Insomma, la “robotica” è una questione dominante. Spesso trattata con empirismo riduttivo: una conta delle attività che verrebbero a cessare nel futuro. Cesserebbero gli autisti perché le macchine si guiderebbero da sé, le famiglie affiderebbero ai robot le pulizie di casa e la preparazione dei cibi, i vecchi avrebbero un robot di sostegno, i bambini sarebbero accompagnati a scuola dai robot… per non parlare dei robot nel campo produttivo: il robot pompiere che non teme il calore, il robot che non patisce le vernici… e ancora: la collaborazione tra robotica e corpo umano, o comunque parti meccaniche del corpo umano (ad esempio: sensori che danno l’impressione di possedere un arto mancante), ed inoltrandoci: sostanze che potenziano la mente, ritrovati tecnici che ci traducono all’istante lingue straniere, fusione nucleare, viaggi di colonizzazione spaziale…

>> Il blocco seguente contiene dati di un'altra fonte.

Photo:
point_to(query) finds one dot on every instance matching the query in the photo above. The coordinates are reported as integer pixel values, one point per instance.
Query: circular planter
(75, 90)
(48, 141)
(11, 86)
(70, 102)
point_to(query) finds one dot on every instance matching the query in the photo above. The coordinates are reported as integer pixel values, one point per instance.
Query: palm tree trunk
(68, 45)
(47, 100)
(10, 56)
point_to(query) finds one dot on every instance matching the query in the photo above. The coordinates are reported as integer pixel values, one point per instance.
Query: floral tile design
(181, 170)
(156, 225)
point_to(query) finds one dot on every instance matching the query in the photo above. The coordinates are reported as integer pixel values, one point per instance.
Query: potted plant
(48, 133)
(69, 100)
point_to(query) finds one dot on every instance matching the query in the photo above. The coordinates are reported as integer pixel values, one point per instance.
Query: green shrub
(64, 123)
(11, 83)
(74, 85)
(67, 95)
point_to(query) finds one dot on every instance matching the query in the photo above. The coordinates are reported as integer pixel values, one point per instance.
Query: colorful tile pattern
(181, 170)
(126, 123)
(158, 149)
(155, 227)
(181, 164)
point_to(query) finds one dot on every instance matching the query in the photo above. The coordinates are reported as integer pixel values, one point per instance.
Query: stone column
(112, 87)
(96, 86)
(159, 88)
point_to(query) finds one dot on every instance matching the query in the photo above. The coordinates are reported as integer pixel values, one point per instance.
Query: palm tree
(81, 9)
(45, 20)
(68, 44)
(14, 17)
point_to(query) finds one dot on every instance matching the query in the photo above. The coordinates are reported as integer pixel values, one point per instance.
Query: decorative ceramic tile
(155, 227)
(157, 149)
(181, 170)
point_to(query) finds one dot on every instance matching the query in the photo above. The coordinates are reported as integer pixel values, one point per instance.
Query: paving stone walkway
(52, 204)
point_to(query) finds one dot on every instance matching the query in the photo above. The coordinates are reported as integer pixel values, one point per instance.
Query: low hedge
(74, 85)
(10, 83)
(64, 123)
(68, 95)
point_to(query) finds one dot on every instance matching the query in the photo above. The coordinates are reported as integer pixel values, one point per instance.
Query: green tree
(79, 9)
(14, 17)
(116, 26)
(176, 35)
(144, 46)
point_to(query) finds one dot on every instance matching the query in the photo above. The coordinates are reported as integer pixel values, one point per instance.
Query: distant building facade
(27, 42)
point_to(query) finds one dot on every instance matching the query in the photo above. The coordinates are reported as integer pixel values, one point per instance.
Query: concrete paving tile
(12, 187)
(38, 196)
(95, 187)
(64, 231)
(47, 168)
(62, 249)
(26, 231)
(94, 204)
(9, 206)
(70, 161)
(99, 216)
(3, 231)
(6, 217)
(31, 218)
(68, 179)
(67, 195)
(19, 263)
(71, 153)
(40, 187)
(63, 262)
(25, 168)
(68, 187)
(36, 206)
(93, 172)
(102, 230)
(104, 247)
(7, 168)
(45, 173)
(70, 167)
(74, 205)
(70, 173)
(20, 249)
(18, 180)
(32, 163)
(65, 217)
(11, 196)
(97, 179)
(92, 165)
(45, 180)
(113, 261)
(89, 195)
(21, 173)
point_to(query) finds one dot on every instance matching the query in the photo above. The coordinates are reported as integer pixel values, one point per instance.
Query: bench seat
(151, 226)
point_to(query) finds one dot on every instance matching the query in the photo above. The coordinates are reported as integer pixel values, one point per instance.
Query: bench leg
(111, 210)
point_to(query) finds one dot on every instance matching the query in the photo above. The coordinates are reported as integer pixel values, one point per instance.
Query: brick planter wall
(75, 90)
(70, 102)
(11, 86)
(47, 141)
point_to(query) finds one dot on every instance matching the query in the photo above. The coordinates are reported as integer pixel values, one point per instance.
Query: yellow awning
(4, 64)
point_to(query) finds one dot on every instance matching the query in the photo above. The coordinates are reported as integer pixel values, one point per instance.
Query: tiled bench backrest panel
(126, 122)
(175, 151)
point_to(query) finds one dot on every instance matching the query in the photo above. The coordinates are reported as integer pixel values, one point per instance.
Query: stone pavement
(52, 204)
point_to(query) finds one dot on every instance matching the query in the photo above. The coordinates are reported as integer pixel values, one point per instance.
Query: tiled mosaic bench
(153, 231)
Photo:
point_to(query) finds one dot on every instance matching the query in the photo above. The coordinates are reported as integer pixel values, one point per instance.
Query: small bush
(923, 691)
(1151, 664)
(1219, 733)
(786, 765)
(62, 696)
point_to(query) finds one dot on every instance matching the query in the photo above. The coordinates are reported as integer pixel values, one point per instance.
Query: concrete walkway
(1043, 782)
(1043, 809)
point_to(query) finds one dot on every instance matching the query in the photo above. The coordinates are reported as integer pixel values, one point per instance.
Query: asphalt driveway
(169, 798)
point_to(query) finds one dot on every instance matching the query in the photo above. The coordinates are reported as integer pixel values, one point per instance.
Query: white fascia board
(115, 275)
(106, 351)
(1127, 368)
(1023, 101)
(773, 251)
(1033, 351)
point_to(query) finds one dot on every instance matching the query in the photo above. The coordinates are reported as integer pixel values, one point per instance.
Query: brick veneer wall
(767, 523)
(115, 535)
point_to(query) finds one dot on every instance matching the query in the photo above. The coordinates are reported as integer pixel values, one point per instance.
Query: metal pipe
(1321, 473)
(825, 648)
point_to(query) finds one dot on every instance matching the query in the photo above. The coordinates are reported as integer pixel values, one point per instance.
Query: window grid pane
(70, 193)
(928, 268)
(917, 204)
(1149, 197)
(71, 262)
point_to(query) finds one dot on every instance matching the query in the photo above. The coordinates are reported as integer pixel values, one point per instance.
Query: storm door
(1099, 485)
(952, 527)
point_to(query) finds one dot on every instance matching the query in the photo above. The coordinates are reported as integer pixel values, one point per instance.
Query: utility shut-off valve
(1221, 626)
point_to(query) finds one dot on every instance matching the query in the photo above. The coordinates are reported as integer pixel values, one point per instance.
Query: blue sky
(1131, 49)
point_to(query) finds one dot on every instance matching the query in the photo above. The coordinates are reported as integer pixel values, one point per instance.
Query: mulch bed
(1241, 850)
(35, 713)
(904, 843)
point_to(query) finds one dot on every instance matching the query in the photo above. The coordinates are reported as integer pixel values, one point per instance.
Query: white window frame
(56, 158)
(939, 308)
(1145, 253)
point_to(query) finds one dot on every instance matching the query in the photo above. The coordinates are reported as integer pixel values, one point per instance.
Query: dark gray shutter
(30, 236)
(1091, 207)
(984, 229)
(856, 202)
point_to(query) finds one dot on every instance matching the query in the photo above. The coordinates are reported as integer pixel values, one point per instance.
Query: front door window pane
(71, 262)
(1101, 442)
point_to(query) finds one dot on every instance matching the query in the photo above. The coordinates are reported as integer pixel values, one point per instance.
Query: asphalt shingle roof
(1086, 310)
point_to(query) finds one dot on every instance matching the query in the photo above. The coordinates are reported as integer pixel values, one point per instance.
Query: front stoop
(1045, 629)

La Seconda Rivoluzione Industriale sarà strabiliante. Avremo una intersecazione universalistica di popoli, connessa al mercato mondiale e alla potenza produttiva planetaria. E in antitesi, forme di difesa, di argini, specie da parte dei paesi più deboli che temono di soccombere all’invasione dei paesi più forti o più disperati, e quindi forti dell’esplosione demografica emigrativa. Temi da valutare punto per punto.
Torniamo ai robot. Siamo in presenza di un fenomeno mai verificatosi, occorre ripeterlo perché è decisivo: l’avvento di macchine che dirigono altre macchine, di macchine “interne” all’uomo, paraumane, di entità artificiali intelligenti, aggiuntive ma anche sostitutive dell’intelligenza umana. Al dunque: una società di macchine, con una forza fisica centuplicata rispetto all’uomo e una capacità mentale parallela alla nostra, seppure “disumana” e non autocosciente al modo umano.
L’evento suscita enormi problematiche. A quali scopi condurre queste potentissime entità? Al servizio dell’umanità, ad esempio eliminando la pesantezza del lavoro, oppure contro l’umanità eliminando lavoro e lavoratori? Al riguardo molti sono pessimisti. Luca Cifoni su Il Messaggero scrive che l’immissione dei robot nel ciclo produttivo ha creato due milioni di posti e falciato cinque milioni di lavoratori. A un livello più vasto, Der Spiegel si inoltra in una possibile società senza lavoro umano.
Attenueremo nell’uomo la voglia di pensare delegandola alle macchine persino nella creazione artistica? Si possono stabilire connessioni strabilianti, anche combinatorie di suoni… Creeremo straordinarie macchine che guidano macchine o nefaste macchine sostitutive dell’uomo? L’auspicio è che la “società al tempo dei robot” non sia un’epoca priva dell’uomo! E non si ritengano le invenzioni tecnologiche una imprescindibile forma di evoluzione. È inutile ripetere: i robot li crea l’uomo. Infatti, l’uomo può creare la sua negazione. Sta a noi non distruggerci.
In ogni caso, il robot è destinato ad essere un nostro compagno futuro: amico o nemico, non sappiamo. Dipende da noi, ma dipende anche da “lui”, giacché gli sviluppi di quel che creiamo non sempre vanno nella direzione voluta. Non controlliamo tutto ciò che realizziamo. Abbiamo suscitato una entità fenomenale. A maggior ragione occorre fronteggiarla con una decisa idea dell’uomo che vogliamo essere.